Cherry eye in medical terms is the prolapse of the third eyelid gland.
Unlike people, dogs have a membrane in the corner of each eye, located underneath the lower lid, which houses a tear gland. When this gland is healthy it's not visible when you look at your dog.
But occasionally this gland will pop or bulge out and you'll see red, thickened, irritated-looking tissue inside the corner of your pup's eye. And once this gland pops out, it can become increasingly inflamed and even develop an infection.
If your dog has cherry eye, he probably seems to be managing just fine. Fortunately, the condition isn't really painful for dogs. However, because the gland is no longer seated in its normal position, it can prevent adequate lubrication of the eye.
Cherry Eye is More Common in Certain Breeds
It's important to understand that any dog at any age can develop a prolapsed third eyelid gland.
But there are certain breeds more prone to the condition than others. These include a lot of the ‘B' breeds:
- Boston Terrier
- Bull Terrier
The condition is also relatively common in some other breeds, including:
- Lhasa Apso
- Cocker Spaniel
- Saint Bernard
Why the third eyelid gland pops out isn't well understood, but it's believed to be related to a connective tissue weakness in the ligaments that hold the gland in place.
Treating Cherry Eye
There are two ways to treat the prolapsed gland – either medically or surgically.
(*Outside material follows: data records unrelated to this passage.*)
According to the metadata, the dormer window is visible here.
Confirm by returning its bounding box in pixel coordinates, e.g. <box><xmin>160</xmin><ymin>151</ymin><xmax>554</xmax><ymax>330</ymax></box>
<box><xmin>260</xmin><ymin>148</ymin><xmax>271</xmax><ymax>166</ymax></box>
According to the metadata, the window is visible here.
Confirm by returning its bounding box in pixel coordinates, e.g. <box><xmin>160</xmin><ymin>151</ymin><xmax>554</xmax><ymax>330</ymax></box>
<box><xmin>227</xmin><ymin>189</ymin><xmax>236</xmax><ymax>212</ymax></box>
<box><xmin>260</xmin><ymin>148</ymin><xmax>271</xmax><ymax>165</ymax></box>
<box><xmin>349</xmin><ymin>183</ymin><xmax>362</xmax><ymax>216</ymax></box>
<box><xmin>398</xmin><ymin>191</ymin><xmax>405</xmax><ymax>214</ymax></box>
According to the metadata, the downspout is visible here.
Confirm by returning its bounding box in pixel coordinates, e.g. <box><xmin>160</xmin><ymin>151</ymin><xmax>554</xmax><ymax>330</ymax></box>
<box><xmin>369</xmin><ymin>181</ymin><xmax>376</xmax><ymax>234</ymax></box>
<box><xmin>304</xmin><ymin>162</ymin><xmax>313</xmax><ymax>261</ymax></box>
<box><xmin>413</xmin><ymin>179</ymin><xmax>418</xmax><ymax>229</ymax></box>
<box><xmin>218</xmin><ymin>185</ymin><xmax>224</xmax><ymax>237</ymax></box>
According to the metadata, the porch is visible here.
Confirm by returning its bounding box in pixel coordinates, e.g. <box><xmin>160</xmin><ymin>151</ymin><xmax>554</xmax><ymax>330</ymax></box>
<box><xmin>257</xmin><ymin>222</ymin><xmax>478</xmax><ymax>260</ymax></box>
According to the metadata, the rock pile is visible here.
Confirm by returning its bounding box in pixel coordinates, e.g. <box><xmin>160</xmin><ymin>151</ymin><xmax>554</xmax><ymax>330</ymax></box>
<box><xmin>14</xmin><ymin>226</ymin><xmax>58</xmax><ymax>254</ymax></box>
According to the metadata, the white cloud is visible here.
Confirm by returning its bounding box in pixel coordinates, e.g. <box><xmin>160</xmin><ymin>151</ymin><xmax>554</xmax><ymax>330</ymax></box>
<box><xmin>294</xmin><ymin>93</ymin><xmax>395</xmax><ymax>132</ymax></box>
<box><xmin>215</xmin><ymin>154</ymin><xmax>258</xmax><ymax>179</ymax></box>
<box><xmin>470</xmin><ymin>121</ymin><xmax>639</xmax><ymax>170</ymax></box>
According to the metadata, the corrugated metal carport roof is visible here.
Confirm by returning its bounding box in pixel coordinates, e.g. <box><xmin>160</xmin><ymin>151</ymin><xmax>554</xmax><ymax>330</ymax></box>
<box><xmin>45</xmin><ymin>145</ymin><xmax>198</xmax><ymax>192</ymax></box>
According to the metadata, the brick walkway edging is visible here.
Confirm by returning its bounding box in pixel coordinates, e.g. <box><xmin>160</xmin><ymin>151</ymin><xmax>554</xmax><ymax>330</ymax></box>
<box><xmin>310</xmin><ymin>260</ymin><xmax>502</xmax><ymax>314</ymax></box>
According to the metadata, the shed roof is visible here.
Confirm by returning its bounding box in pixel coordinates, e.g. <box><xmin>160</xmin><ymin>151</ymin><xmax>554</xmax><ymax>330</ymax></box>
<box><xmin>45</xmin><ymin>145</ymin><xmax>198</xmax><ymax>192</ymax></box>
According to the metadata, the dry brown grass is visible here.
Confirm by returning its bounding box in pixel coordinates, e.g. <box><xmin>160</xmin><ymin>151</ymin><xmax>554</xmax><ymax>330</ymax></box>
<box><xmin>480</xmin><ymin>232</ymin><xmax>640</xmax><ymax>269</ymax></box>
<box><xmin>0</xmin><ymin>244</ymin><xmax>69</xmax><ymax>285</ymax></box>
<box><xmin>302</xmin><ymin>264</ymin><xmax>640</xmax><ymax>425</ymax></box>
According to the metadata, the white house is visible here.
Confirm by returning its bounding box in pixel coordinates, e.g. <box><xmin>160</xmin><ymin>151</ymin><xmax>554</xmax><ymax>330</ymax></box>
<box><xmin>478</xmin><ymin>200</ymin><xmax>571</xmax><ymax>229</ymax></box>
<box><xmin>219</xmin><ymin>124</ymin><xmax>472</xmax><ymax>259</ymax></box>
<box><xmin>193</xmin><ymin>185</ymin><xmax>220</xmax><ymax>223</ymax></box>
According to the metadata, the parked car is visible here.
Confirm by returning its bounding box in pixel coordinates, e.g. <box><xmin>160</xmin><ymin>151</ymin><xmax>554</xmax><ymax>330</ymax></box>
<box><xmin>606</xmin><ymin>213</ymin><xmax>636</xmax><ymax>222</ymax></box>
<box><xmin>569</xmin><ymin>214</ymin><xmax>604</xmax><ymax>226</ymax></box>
Medical management of the condition requires quick and aggressive action. Treatment should begin as soon as the prolapse occurs and definitely within the first couple of days, at the longest a few weeks. In cases where a gland has been popped out for several months, there's usually no hope for non-surgical intervention.
In my practice, when we get a visit from a dog that has just developed cherry eye, we start him right away on an aggressive protocol of herbal eye drops, specific homeopathics, and nutraceuticals to control the inflammation and try to reestablish the integrity of the ligaments that are designed to hold the gland in place.
If medical treatment fails, it's necessary to perform a surgical procedure to seat the gland back in its normal position under the lower eyelid.
I strongly recommend suturing the gland back in place. There's another technique I do not recommend, which is to simply remove the gland.
Like every gland in your pet's body, this tear gland serves an important purpose. It is necessary for adequate lubrication of the cornea of your dog's eye. Removing the gland very often results in a condition known as dry eye, or keratoconjunctivitis sicca (KCS).
Dry eye is a permanent condition in which the cornea dries out. In order to prevent bigger problems, including eventual blindness, dogs with KCS must depend on their owners to manually lubricate their eyes for the rest of their lives.
If your dog develops cherry eye, it's important to make an immediate appointment with your holistic vet to begin medical treatment, hopefully prevent the need for surgery, and restore your pet's eye health.